Vickery bared his teeth, squinting after the receding BMW. He couldn’t hope to catch up to it in his camper truck, but he had once been a Los Angeles police officer, and he wanted to get a closer look at that car. It was obvious that no one inside the van could have survived the explosion, and no one else had been close enough to be injured—and the woman who had accompanied Castine was now talking on a cell phone, and would probably be effectively distracted for at least a minute.
A quick glance at the cars parked in the direction the fleeing vehicle had come from was enough for him to memorize their arrangement, and then he sat back and made himself relax, breathing deeply. He stared at the giant rock and the sky and the desert, and in a few seconds he was seeing the shapes as merely a two-dimensional pattern—with specks and blobs that must have been airborne pieces of the van moving rapidly across it—and when the view was just an abstract mobile collage, he flexed his focus to look past it.
His vision regained depth, though dimmed now in brassy echo-light, and the roaring of the fire was muted; he quickly peered toward the cars he had scrutinize a moment earlier, and he saw a pale BMW among them that had not been visible there a few seconds ago in real time. He could just make out the silhouettes of two heads in it. In the remaining seconds of the echo-vision, he pushed open the door of his truck—though to his atemporal view his hand was invisible and the door did not open—and he simply stepped through the appearance of the door as if it were a hologram; and he had taken several running steps toward the evident BMW, hoping to get close enough to see its license plate and trusting to luck not to collide with somebody or trip over some unseen fragment of the van, when light and sound crashed back into his senses.
The BMW, of course, was no longer visible where it had been some time earlier, and he was ten feet away from his truck. He glanced around quickly: Castine’s companion was standing a good distance back from the roaring fire, facing it and still talking on her cell phone; looking in the other direction, Vickery saw Castine push herself away from the Volkswagen and then stumble and catch her balance, evidently disoriented. She looked from Vickery’s truck to where he was standing a few yards away from it, and she scowled at him and began hastil scrawling letters in the dust on the Volkswagen’s windshield. The letters spelled RUN!
Okay, he thought, and turned to hurry back to his truck . . .
But the sky was glittering. He looked up—and slid to a halt, the breath stopped in his throat.
Sunlit silvery spheres were rushing back and forth across the empty blue firmament in eerie silence, their size and distance impossible to guess—they moved and changed course as rapidly as needles on a seismograph, and in the first couple of seconds he assumed his vision had gone bad, perhaps the onset of a stroke.
But when he looked down he saw that the people closer to the rock were pointing at the sky and running in every direction, presumably toward their cars.
Vickery raised his head and again stared upward.

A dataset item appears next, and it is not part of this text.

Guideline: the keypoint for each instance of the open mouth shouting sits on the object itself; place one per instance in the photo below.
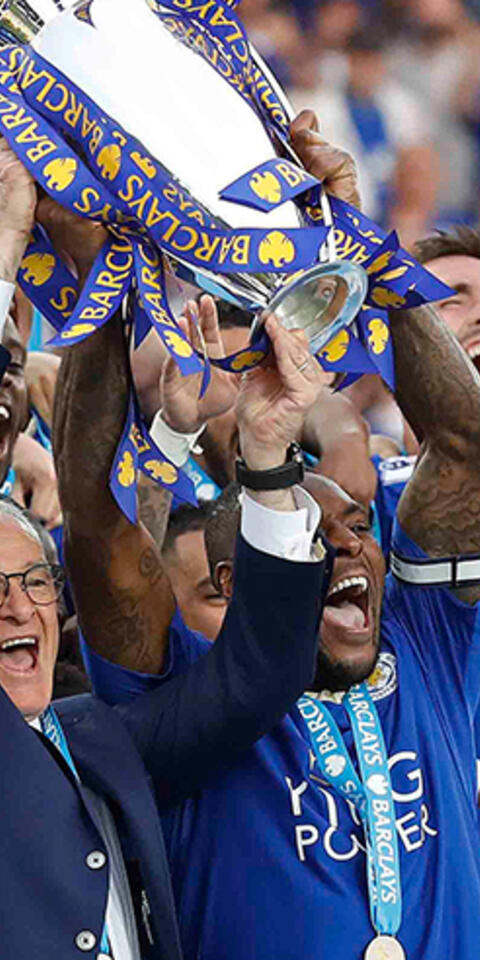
(19, 655)
(5, 428)
(348, 609)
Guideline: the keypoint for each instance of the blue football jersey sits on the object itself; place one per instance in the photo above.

It was still hard to grasp that the silver globes darting across the sky were real, though they were gleaming in the morning sunlight—but several of them briefly circled over Giant Rock before springing away in all directions and instantly reuniting in a helical pattern directly overhead—at a height of a a hundred yards, a mile?—and he realized that there was order in their ever-changing velocities; and he was suddenly certain that their motions were deliberate, and reflected some sort of sentience or sentiences.
Vickery felt tiny and terribly exposed on this flat desert plain—he remained standing, though every nerve in his body was tensed in readiness to huddle, crawl under the truck, hide his frail identity from the shining beings in the sky.

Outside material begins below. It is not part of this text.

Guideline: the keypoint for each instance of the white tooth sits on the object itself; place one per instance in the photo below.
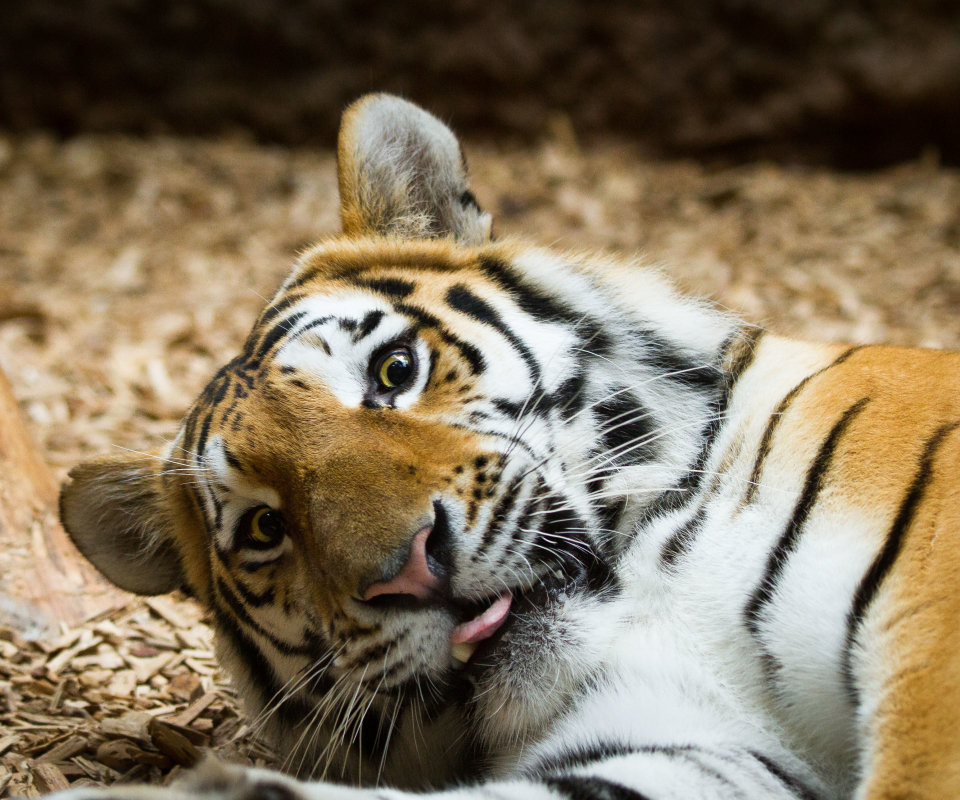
(462, 651)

He had to look down. Castine was staring up at the celestial prodigy, but she looked away from it long enough to stare blankly at Vickery for several seconds, and then shake her head and slap the Vokswagen’s windshield.
And a moment later the sky was empty, the silvery globes having vanished as instantly and soundlessly as they had manifested themselves.
Vickery glanced quickly around at the unobstructed remote horizons to the east and south, then hurriedly ran to his truck, climbed in and started the engine. The things are gone, he told himself, if they were ever really there. Sundogs, desert mirages! Castine is involved in some government work here, and you’re in danger of blowing her cover. Whatever her work is, it probably has to do with the atmospheric phenomena that just appeared in the sky, and nothing to do with you.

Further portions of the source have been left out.